W czasach nacjonalistycznej koalicji pod przywództwem PiS, która sprawowała władzę do października 2023 r., media publiczne przedstawiały imigrantów jako zagrożenie dla bezpieczeństwa narodowego. W czerwcu 2022 r. za 1,6 miliarda złotych zakończono prace przy wysokim na 5,5 metra stalowym murze zwieńczonym drutem kolczastym i budowie bariery elektronicznej o długości 206 km, wyposażonej w 3000 kamer z noktowizorem i czujniki ruchu dodano do ogrodzenia w 2023 r. kosztem 71,8 mln euro.
„Próby Polski w zakresie zabezpieczenia swoich granic nie powinny odbywać się kosztem praw i godności osób w drodze” – mówi Perkowski. „Nastąpiła niepokojąca ekspansja środków wojskowych wraz z rozmieszczeniem personelu wojskowego, broni i systemów nadzoru przeznaczonych do prowadzenia działań wojennych przeciwko migrantom. Stwarza to niezwykle wrogie środowisko, którego celem są przemieszczające się osoby, które często już przeżyły traumę” – dodała. .
Kontrola migracji to teraz dochodowy biznes
Perkowski zauważa, że kompleks przemysłowo-bezpieczeństwa zarówno promuje takie środki, jak i czerpie z nich zyski, „co rodzi pytanie, czy polityka ta przynajmniej w części jest napędzana zachętami finansowymi, a nie rzeczywistymi potrzebami bezpieczeństwa”.
„Migracja – i kontrola migracji – to obecnie wielki biznes” – mówi Mark Akkerman, badacz w grupie prowadzącej kampanię przeciwko handlowi bronią Stop Wapenhandel. „W finansowanych ze środków publicznych kontrolach granicznych europejskie grupy obronne znalazły potencjalną kopalnię złota, przeznaczając coraz większe sumy na badania i rozwój nowych technologii bezpieczeństwa” – powiedział DW.
Akkerman uważa, że technologie te tak naprawdę nie skutecznie powstrzymują migrację, ponieważ ludzie zamiast tego wybierają bardziej ryzykowne trasy.
Koncentrować się na migrantach czy odstraszać potencjalną agresję?
Ogrodzenie jest również nieszczelne, ponieważ tylko od początku tego roku zostało przekroczone 14 000 razy. Z raportu straży granicznej wewnętrznej, do którego dotarł polski dziennik, około 13 000 osób, które od początku 2023 r. przekroczyły polską granicę, przedostało się do Niemiec Gazety Wyborczej.
„Płot można przeciąć zwykłą ręczną piłą do metalu, ponieważ pręty są wykonane z aluminium i są puste w środku” – czytamy w raporcie, w którym odnotowano co najmniej 1000 przypadków takich uszkodzeń. Stwierdzono również, że ogrodzenie sięga mniej niż metr głęboko w ziemię, co oznacza, że można pod nim przekopać tunel.
„Polska powinna skoncentrować swoje wysiłki na monitorowaniu i odstraszaniu potencjalnej bezpośredniej agresji militarnej ze strony Białorusi lub Rosji. Musi zainwestować odpowiednie środki w prawidłowe przyjmowanie i przetwarzanie migrantów legalnymi drogami migracji” – mówi Perkowski.

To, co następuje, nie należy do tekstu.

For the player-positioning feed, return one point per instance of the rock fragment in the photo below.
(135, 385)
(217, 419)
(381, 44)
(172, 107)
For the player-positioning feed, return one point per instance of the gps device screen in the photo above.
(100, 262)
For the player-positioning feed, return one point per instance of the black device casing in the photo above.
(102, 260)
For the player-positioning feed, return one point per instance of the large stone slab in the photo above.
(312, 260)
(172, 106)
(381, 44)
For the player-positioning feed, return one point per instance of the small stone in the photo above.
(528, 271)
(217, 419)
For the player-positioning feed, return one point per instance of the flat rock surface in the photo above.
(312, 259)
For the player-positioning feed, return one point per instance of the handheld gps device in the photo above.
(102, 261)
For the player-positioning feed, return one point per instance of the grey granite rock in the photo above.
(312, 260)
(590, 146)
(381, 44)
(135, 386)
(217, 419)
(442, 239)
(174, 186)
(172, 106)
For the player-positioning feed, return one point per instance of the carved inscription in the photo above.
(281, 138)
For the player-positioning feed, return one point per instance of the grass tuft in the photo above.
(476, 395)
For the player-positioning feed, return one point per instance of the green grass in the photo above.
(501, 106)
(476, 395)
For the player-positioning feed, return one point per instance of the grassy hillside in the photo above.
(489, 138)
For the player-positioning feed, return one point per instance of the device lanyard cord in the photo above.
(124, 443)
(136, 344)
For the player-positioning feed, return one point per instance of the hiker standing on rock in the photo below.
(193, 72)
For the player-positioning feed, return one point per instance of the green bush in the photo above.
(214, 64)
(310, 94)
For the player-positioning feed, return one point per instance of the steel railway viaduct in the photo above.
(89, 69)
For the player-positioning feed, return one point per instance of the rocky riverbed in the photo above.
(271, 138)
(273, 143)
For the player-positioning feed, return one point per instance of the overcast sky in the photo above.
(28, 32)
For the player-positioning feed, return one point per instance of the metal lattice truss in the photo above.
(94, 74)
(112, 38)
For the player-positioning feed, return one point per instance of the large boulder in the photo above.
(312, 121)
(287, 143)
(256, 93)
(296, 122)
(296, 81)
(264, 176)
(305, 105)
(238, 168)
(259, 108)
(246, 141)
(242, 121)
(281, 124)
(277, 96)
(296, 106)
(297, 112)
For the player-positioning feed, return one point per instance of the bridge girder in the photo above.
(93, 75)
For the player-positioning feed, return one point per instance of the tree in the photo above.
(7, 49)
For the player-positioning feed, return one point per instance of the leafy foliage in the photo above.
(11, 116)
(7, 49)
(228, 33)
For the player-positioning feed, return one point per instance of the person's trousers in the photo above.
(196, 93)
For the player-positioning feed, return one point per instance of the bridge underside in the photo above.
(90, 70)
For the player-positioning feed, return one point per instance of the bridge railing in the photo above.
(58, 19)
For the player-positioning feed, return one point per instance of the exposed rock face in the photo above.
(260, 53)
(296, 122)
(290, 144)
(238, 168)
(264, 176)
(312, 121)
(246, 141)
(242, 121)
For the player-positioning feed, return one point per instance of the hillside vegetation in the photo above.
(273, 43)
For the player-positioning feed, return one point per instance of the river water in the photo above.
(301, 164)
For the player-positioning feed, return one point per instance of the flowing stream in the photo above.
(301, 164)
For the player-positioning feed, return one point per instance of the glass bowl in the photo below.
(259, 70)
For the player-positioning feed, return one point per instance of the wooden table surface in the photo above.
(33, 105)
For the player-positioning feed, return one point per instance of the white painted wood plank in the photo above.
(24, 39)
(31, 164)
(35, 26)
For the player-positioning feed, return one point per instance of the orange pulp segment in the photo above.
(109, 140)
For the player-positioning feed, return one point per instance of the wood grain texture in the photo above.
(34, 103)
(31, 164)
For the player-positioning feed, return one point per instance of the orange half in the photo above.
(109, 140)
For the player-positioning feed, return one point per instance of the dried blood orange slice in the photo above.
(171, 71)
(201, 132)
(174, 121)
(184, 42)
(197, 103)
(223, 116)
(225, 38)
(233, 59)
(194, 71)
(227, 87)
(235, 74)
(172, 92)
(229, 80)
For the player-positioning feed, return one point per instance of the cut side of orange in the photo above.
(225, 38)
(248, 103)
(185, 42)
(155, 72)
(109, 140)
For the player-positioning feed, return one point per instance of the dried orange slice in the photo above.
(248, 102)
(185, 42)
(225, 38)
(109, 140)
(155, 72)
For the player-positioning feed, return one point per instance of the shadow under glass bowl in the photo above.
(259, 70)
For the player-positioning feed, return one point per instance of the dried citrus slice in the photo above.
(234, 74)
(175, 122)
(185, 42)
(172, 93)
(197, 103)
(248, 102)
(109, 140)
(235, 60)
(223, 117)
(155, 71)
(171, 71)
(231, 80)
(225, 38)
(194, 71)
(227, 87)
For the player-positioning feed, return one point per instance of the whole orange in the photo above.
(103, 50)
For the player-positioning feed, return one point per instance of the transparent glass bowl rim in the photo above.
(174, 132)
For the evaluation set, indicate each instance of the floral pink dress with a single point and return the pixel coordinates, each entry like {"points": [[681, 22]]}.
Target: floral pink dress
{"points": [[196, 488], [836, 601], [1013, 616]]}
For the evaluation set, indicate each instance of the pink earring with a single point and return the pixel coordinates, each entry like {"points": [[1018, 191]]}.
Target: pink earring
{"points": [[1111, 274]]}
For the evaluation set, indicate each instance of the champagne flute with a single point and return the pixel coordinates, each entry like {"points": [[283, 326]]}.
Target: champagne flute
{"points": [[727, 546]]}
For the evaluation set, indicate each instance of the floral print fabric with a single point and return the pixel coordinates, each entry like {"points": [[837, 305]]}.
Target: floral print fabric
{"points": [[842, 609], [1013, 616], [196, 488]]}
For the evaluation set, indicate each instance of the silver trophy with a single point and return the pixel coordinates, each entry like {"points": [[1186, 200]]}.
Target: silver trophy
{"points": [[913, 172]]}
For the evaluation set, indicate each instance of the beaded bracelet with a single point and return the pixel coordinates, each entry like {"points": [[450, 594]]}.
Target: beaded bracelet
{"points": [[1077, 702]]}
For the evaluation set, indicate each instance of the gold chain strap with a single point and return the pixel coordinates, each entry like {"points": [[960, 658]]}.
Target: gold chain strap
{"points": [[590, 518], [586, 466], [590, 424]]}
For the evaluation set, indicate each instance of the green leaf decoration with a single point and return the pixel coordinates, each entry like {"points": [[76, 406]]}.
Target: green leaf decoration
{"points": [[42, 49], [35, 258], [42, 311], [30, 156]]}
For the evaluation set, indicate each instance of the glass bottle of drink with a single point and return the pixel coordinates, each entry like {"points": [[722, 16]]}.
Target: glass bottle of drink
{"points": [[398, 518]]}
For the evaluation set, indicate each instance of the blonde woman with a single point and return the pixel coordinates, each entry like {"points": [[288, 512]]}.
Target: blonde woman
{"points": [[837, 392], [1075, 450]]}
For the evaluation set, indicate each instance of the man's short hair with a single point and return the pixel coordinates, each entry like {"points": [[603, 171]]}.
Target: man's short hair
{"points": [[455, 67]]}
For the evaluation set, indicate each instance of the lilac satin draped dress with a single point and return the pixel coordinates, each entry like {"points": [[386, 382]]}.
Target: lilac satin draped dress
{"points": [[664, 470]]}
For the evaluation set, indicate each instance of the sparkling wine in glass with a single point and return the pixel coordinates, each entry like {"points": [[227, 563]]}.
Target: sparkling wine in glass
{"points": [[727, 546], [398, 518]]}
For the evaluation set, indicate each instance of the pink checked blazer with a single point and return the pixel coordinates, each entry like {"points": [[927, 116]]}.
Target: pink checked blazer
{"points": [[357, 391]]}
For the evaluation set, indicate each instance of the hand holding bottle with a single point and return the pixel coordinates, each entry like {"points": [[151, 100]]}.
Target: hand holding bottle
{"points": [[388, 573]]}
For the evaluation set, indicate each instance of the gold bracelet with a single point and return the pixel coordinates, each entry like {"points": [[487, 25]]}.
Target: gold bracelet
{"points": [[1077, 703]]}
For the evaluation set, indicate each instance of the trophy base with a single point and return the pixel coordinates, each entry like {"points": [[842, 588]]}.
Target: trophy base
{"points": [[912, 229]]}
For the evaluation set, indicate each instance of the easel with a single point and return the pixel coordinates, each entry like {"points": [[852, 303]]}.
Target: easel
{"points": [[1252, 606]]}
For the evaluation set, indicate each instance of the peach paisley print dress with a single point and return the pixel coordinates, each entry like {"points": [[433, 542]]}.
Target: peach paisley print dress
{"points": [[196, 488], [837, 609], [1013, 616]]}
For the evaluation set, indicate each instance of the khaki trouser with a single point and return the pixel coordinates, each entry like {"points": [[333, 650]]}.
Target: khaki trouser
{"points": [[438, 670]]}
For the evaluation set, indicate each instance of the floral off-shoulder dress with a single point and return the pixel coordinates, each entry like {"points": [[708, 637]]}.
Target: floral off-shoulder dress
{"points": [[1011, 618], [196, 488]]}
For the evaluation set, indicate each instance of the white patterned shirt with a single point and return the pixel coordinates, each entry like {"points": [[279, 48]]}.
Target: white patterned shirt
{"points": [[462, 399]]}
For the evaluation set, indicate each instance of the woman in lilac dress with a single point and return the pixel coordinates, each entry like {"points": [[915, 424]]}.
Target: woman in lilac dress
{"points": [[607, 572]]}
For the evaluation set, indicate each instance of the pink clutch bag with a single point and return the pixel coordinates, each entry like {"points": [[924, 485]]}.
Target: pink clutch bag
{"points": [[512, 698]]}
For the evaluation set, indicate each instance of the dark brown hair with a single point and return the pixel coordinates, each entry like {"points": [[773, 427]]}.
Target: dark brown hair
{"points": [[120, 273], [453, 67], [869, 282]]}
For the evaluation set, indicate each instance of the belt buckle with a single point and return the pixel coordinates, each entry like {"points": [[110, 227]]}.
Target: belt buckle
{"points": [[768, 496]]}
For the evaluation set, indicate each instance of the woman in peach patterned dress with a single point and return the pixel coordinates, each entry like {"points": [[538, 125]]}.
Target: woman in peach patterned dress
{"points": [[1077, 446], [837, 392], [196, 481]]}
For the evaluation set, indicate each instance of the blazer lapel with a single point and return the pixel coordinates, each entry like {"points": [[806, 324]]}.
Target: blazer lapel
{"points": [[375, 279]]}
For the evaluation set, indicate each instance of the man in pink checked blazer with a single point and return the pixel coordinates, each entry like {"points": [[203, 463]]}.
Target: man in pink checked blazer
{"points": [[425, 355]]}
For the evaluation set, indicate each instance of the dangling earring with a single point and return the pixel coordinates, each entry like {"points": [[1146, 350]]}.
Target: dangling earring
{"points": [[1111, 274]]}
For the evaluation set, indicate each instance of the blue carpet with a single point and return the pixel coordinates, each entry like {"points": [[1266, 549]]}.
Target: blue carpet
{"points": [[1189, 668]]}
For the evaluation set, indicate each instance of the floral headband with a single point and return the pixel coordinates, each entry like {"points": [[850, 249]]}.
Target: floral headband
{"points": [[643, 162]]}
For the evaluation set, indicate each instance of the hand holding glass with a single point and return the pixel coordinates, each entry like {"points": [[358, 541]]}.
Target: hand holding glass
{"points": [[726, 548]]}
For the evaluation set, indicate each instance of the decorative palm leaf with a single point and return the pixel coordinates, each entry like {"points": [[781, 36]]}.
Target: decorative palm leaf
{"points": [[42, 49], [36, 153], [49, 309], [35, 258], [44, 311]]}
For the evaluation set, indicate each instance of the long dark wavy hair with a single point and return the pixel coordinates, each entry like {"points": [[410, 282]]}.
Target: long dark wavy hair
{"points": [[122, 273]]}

„Zagrywka Łukaszenki działa tylko wtedy, gdy państwa UE postrzegają migrantów jako niedopuszczalne zagrożenie. Jeśli migrację postrzega się przez bardziej zniuansowaną perspektywę – osoby ubiegające się o azyl jako ofiary prześladowań lub desperacji, a nie agentów infiltracji – zmniejszymy podatność na przymus ze strony takich reżimów – podsumowuje Perkowski.